TL;DR: We simplify and improve Representation Autoencoders. Introducing RAEv2: over 10× faster convergence, better reconstruction, better generation, and better on T2I and world models.
Generalized Representation Encoders. Pretrained vision encoders are more than their final layer. Aggregating features across layers of a pretrained vision encoder greatly improves reconstruction without encoder finetuning or specialized data (e.g., text, faces).
RAE and REPA exhibit complementary working mechanisms. RAE leverages semantic quality while REPA regularizes spatial structure. This complementary nature allows using same pretrained representation as both encoder (RAE) and target for intermediate diffusion features (REPA). This also explains why stronger representations like DINOv3-L, which excel in both global and spatial performance, achieve the best generation with RAEv2.
REPA enables self-guidance. REPA is x-prediction in RAE latent space. By reformulating the output head also as x-prediction, the REPA head itself can be used for internal guidance. This eliminates the need for a separate model (AutoGuidance) or extra forward pass (CFG).
Representation Autoencoders (RAE)[1] replace the traditional VAE with pretrained vision encoders (DINOv2[8], DINOv3[9], SigLIP, ...). This provides an elegant solution for unified tokenization across understanding and generation.

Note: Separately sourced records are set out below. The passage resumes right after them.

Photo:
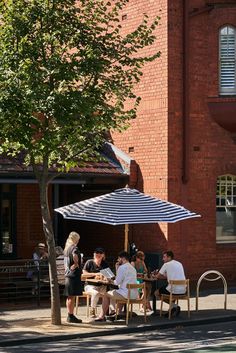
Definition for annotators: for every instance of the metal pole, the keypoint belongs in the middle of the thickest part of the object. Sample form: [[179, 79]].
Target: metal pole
[[126, 237]]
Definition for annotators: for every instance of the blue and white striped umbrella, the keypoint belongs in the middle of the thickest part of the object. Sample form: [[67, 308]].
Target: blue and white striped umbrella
[[125, 206]]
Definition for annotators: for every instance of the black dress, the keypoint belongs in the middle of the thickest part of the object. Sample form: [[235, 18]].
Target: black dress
[[73, 285]]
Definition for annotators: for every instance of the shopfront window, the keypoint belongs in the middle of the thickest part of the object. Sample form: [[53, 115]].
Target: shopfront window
[[7, 221], [226, 209]]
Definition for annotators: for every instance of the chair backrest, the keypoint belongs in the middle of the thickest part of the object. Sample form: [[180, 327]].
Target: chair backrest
[[184, 282], [136, 286]]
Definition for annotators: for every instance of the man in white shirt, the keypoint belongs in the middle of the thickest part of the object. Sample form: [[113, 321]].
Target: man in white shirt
[[126, 274], [171, 270]]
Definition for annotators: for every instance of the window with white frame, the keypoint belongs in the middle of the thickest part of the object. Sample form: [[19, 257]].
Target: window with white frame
[[227, 56], [226, 209]]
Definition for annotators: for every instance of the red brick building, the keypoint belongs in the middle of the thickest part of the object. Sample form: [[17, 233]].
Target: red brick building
[[183, 141], [183, 137]]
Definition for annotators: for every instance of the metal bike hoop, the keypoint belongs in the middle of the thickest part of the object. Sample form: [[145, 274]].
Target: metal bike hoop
[[204, 277]]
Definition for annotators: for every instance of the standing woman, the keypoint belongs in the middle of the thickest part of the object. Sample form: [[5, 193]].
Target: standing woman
[[73, 285]]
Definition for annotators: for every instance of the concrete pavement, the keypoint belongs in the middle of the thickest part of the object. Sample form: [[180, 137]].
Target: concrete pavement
[[18, 326]]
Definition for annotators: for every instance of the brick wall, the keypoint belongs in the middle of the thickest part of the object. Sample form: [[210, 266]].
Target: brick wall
[[157, 135], [148, 132]]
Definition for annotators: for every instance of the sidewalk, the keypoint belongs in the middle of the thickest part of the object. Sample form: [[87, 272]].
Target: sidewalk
[[19, 326]]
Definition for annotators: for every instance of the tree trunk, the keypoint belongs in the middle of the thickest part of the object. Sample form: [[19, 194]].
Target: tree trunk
[[49, 235]]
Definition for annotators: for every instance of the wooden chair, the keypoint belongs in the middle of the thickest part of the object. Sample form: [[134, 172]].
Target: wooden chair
[[83, 295], [172, 297], [129, 301]]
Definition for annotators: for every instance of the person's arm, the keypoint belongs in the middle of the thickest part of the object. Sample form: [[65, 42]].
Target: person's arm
[[87, 270], [145, 268], [76, 262], [160, 276], [119, 276], [162, 273]]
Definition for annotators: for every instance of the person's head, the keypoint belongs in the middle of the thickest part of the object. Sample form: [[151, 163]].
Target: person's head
[[140, 256], [167, 256], [41, 248], [123, 257], [99, 254], [72, 239], [58, 251]]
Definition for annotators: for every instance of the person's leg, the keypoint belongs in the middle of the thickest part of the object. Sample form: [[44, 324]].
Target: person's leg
[[148, 294], [173, 306], [105, 307], [70, 304], [113, 296]]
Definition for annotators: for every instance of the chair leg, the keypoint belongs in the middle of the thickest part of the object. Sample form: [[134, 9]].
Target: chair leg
[[188, 308], [76, 304], [145, 312], [87, 303], [131, 312], [116, 309], [127, 315], [161, 306]]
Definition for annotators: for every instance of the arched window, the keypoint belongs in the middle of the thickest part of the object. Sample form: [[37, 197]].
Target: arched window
[[227, 56], [226, 209]]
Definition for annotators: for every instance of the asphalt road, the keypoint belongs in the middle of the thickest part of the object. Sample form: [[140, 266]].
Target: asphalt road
[[219, 338]]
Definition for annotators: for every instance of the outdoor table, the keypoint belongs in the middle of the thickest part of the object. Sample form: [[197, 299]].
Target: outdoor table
[[101, 282], [154, 282]]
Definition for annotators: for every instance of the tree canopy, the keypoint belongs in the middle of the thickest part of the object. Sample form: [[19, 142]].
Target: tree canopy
[[66, 71]]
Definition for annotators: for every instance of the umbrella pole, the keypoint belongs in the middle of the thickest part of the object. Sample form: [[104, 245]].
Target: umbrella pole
[[126, 237]]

We make representation autoencoders simpler and better:
Introducing RAEv2
Click to jump to each section.
Prior RAE work treats the encoder output as the final-layer feature of a pretrained vision encoder. However, different layers of a pretrained encoder capture complementary features. Can we leverage these features across all layers without encoder finetuning or specialized data?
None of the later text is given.